Adult worms mature, mate, and lay eggs in a rodent’s lungs. These eggs hatch into larvae and are coughed out into the rodent’s throat, then swallowed back in through the digestive tract, finally ending up in poop. A snail or slug then eats the contaminated poop (or gets infected through close contact). Once inside the snail, the larvae enter their infectious stage of life, ready to be eaten by another rat and start the cycle anew.

Sometimes, though, the larvae infect other hosts. In some animals, the worms can bide their time until they’re eaten by rats, but in humans, they reach a dead end. The larvae still try to carry out their life cycle in people, though, which includes migrating to the brain. Though some infected with these brain worms never become sick, others can develop a potentially life-threatening condition called eosinophilic meningitis. People usually catch these infections by eating raw or undercooked infected snails or by eating produce contaminated with snails.

Brain and cervical spinal cord tissue from the infected parma wallaby. The arrows point to the worms. © Nakagun et al/Emerging Infectious Diseases

The rat lungworm is endemic to parts of Southeast Asia and the Pacific Islands, including Hawaii. But more recently, it’s started to establish a foothold in other places, including within the continental U.S. Local cases have been reported so far in Louisiana, Florida, Oklahoma, Texas, and Georgia.

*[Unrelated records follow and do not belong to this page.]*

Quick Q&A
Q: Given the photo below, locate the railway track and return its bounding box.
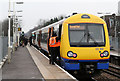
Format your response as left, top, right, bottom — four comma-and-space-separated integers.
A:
103, 65, 120, 78
32, 47, 97, 81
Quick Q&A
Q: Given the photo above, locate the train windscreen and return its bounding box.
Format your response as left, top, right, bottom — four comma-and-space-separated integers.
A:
68, 23, 105, 47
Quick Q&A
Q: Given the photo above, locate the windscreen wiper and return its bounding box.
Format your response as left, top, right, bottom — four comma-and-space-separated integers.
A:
88, 33, 98, 45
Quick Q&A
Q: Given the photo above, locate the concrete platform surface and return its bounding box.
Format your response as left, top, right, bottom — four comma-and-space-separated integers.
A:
2, 47, 43, 79
27, 46, 76, 81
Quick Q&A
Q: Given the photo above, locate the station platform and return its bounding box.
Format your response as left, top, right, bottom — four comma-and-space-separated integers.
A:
2, 45, 76, 81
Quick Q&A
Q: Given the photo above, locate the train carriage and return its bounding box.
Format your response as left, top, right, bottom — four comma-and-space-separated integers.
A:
31, 14, 110, 73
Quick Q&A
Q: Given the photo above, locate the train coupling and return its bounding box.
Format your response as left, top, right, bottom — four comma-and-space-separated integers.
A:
86, 65, 94, 74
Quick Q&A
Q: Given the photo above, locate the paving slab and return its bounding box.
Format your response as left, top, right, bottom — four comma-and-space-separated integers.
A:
2, 47, 43, 79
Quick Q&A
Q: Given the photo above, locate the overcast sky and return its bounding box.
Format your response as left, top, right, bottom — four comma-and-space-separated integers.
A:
0, 0, 120, 32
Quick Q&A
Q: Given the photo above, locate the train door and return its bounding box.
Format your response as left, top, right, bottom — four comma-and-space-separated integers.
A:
47, 28, 52, 51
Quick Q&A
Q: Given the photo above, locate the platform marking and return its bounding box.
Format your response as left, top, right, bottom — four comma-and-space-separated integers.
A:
27, 47, 55, 79
32, 46, 78, 81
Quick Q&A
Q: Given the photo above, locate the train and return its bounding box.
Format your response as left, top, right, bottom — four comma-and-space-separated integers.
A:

Officials at the San Diego Zoo first detected these worms inside the brain of a 7-year-old male Parma wallaby born and raised there in December 2024. The wallaby developed severe neurological illness and was euthanized 11 days into being hospitalized. Given the unusual discovery, they decided to examine the bodies of roof rats exterminated or found dead near the zoo between January and February 2025. Sixty-four rats were examined, two of which (3.1%) had lungworm.

Right around the same time, officials at a local wildlife rehabilitation program began to receive opossums with neurological illness possibly caused by rat lungworm infection. Ten of these opossums collected between 2023 and 2025 were examined after death, seven of which had eosinophilic meningitis and were infected with worms. Of these seven cases, six were infected by the lungworm.

The spread of rat lungworm

The researchers couldn’t find lungworm infections among the snails they collected in the area (at least one snail had worm larvae, but they couldn’t clearly identify the species). Still, the findings overall point to A. cantonensis having become endemic in Southern California. If so, it would reflect a disturbing expansion of the worm’s range. Until now, local cases haven’t been found in any continental state west of Texas, the researchers note.

“Further studies are needed to analyze the effect of this geographic expansion and associated risks in California,” they wrote. “Nevertheless, [rat lungworm disease] should be part of the differential diagnosis for central nervous system disease in humans and animals in the wider southern United States.”

Human rat lungworm infections are rare, and even most cases of eosinophilic meningitis will resolve without antiparasitic treatment (the worms tend to die off on their own). But it’s one of many emerging diseases that could become more common in the U.S. and other countries as the climate warms, experts have warned. It’s also, as this report shows, a potential danger to animals in zoos and the wild.